Hochschild is somewhat less vulnerable to this standard critique of Frank than he is, given her stress on cultural narratives. Her “deep story” includes race, and some of her Tea Party friends who have become ecological activists to defend their interests nevertheless vote for Republicans largely due to their stance on abortion. However, Frank and Hochschild are alike in that they both can imagine anyone—whether with perceived self-interests in cultural conservatism or cultural liberalism—embracing economic policies that far better serve both their self-interest and the common good than Republican austerity politics do.
Hochschild calls the failure to vote for such basic self-interests “The Great Paradox.” Without denying that some Republicans benefit from white nationalism and/or neoliberalism, she zeroes in on cases where they are not benefitting—certainly not materially—from voting with the Republican team. Rather they are getting cancer from poisoned fish, seeing their town sucked into a toxic sinkhole, and so on—yet they go on demonizing liberals and voting for deregulation and corporate tax cuts.

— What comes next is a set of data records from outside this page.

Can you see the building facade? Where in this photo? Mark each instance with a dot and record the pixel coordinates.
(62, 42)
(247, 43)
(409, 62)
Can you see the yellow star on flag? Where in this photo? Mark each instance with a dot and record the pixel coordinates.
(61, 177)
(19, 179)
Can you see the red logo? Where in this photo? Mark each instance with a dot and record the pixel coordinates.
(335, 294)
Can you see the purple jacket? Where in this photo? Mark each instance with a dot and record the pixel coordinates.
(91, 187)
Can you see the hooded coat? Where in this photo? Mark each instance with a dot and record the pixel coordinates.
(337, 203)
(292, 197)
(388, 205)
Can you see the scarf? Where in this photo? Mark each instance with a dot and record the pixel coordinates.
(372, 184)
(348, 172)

Unlike Frank’s What’s the Matter With Kansas?, which can be rather snarky, and Bageant’s Deer Hunting With Jesus which is extremely snarky (but with fascinating levels of irony that make it compassionate), Hochschild bends over backward to portray her Tea Party friends with maximum sympathy and compassion. In fact, at times she may take this too far. Since her informants tactfully refrain from complaining about undeserving black people amid the groups they perceive cutting in line—although they are outspoken about Muslims and immigrants—the looming issue of race can be slightly out of focus, although just below the surface. It is hard to overstate how important race is for understanding Louisiana! In this regard, the tradition in American Studies of critiquing people like Frank for overstressing class over culture does “bite” on Hochschild. We need to think carefully about such matters case by case. Although the critique sometimes overreaches, it does also hit home all too often.
Hochschild’s willingness to extend her Tea Party friends a maximum benefit of doubt—and I mean in general, not solely on issues of race—emerges partly as a limitation of her study. Yet at the same time it is a strength. If I were asked to recommend just one book for an average reader from among those I’ve mentioned —alongside Frank, Smarsh, Bageant, and a range of higher-octane scholars like Connolly—hers would be a contender. Emphatically it is a recent milestone in the crossover territory between academia and public discourse.

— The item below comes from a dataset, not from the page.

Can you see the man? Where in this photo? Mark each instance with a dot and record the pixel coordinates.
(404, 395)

Nevertheless, her gentleness circles back to the challenge I earlier noted—the triple goal of accurate and empathetic description, smart contextualization, and critique. Hochschild excels at the first, is good on the second (she is a sociologist and I’m a cultural historian so I have quibbles, but let’s not go there today), but she leaves the third goal open-ended. I as noted in my shorter review:
Insofar as we climb with Hochschild over her empathy wall and accept her analysis, it is not entirely clear what practical consequences follow. Should we try harder to conciliate, compromise, and triangulate, in the style of so-called moderate Democrats? Or will we come away more inclined to fight—in the style of Bernie Sanders or those further to the left—but now equipped with better tools to debate persuasively and widen cracks in a conservative coalition? Hochschild definitely advises against demonizing her subjects, but beyond this the implications are open-ended. Sometimes she seems to be writing for her Berkeley friends to “explain conservatives” while at other times she seems to frame Bernie-style arguments in a way that she hopes her Louisiana friends can hear.